Evrysdi has been developed as a non-invasive oral treatment that can be used at home. It was accepted into PRIME, a support scheme EMA developed for promising new medicines that address an unmet medical need. Representatives of patient organisations were also consulted during the assessment of benefits and risks of Evrysdi to bring their unique real-life perspective and ensure that patients’ needs are taken into account in the regulatory decision-making process. EMA’s human medicines committee (CHMP) reviewed the application for marketing authorisation under an accelerated timetable to enable faster patient access to this medicine.
EMA’s recommendation is based on two clinical studies, one investigating the effects of Evrysdi on patients with infantile-onset SMA and the other on later-onset SMA.
The results from the trials show beneficial effects in very young patients in terms of their motor development and survival at 12 months, compared to data on the natural course of the disease in these patients. The positive effect in later-onset SMA (Type 2 and 3) has been demonstrated in a double-blind placebo-controlled trial, including patients between 2 and 25 years of age.
As part of its recommendation for marketing authorisation, the CHMP requested that the company performs a post-authorisation efficacy study (PAES): a long-term prospective, observational study to further evaluate disease progression in SMA patients (both pre-symptomatic and symptomatic) with 1 to 4 SMN2 copies treated with risdiplam, in comparison to natural history data in untreated patients.

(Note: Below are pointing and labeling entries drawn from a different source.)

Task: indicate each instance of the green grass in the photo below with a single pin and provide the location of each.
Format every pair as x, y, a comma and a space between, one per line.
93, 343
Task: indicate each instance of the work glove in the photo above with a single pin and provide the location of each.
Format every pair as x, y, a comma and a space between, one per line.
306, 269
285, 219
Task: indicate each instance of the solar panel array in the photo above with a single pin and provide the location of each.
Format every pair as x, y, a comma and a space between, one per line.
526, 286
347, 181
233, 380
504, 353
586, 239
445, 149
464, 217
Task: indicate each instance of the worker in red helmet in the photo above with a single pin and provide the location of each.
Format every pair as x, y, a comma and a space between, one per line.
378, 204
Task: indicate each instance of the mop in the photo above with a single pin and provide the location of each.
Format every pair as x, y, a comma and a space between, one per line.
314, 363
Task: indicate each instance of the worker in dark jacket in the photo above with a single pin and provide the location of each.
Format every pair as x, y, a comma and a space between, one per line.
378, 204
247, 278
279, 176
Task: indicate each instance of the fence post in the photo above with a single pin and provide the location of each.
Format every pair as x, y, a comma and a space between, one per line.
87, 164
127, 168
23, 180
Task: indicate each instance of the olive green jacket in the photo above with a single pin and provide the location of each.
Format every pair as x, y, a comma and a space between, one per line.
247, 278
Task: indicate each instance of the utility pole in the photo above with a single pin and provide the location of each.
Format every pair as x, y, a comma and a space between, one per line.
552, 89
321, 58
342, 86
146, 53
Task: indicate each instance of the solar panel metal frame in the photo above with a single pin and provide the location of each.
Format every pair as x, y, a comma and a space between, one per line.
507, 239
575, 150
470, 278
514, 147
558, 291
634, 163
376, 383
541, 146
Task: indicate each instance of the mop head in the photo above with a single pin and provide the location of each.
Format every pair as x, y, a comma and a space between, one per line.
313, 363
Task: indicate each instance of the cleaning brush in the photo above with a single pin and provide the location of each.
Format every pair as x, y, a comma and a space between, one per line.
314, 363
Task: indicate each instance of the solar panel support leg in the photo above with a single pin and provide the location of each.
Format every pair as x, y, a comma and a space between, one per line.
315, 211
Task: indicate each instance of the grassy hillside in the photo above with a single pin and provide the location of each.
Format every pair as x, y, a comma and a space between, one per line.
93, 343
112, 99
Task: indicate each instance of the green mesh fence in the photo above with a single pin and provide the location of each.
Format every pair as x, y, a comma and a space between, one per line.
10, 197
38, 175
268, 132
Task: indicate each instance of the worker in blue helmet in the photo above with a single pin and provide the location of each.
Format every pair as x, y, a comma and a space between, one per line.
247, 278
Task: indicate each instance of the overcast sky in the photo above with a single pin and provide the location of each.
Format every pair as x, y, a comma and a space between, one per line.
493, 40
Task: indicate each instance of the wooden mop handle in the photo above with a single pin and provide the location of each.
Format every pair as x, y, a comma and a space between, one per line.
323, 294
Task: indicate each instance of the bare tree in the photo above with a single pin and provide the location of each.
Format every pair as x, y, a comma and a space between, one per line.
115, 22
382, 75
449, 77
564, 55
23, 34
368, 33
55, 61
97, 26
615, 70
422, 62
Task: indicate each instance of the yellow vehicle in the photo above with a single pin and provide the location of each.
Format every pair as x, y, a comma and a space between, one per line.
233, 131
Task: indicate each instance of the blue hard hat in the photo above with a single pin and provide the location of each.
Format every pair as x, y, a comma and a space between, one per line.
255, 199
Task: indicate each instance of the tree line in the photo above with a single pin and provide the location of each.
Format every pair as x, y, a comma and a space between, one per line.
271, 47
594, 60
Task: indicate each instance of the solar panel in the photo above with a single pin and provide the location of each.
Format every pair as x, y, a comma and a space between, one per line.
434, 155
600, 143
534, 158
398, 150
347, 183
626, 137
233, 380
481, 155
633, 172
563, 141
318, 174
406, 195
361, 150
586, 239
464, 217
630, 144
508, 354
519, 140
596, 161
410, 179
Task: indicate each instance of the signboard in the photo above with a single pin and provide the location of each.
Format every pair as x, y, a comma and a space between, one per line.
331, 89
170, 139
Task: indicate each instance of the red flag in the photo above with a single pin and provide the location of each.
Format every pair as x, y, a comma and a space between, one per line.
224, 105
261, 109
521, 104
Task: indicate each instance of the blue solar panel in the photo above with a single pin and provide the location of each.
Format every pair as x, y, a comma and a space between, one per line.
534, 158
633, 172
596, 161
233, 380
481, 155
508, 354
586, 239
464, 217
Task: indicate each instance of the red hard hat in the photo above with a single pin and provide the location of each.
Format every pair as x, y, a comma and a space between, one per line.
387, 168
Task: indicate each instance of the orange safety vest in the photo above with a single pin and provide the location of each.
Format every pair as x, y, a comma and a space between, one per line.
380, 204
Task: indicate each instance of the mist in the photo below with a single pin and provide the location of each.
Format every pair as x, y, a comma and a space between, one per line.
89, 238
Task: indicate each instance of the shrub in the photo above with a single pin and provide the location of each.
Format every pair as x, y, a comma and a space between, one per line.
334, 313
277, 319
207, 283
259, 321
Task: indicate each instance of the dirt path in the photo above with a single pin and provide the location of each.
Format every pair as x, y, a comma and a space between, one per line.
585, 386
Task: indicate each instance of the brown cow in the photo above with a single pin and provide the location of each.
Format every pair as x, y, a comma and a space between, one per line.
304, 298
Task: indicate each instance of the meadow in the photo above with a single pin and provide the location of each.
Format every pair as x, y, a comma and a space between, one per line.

The main adverse reactions observed in trials were headaches, mouth ulcerations and aphthous ulcers, urinary tract infections including cystitis, arthralgia nausea, pyrexia, and dizziness/vertigo.
As for all medicines, a risk management plan (RMP) will ensure rigorous safety monitoring of the medicine once authorised across the EU. Further efficacy and safety data will be collected through on-going studies and post-marketing reports and will be regularly reviewed by the CHMP and EMA’s safety committee (PRAC).
The opinion adopted by the CHMP is an intermediary step on Evrysdi’s path to patient access. The opinion will now be sent to the European Commission for the adoption of a decision on an EU-wide marketing authorisation. Once a marketing authorisation has been granted, decisions about price and reimbursement will take place at the level of each Member State, taking into account the potential role/use of this medicine in the context of the national health system of that country.
- The applicant for Evrysdi is Roche Registration GmbH.
- Evrysdi was designated as an orphan medicinal product on 26 February 2019 for the treatment of spinal muscular atrophy. During the development, received scientific advice from the Agency at various stages.
- Evrysdi was accepted into the PRIME scheme on 13 December 2018.
- Following this positive CHMP opinion, the Committee for Orphan Medicinal Products (COMP) will assess whether the orphan designation should be maintained.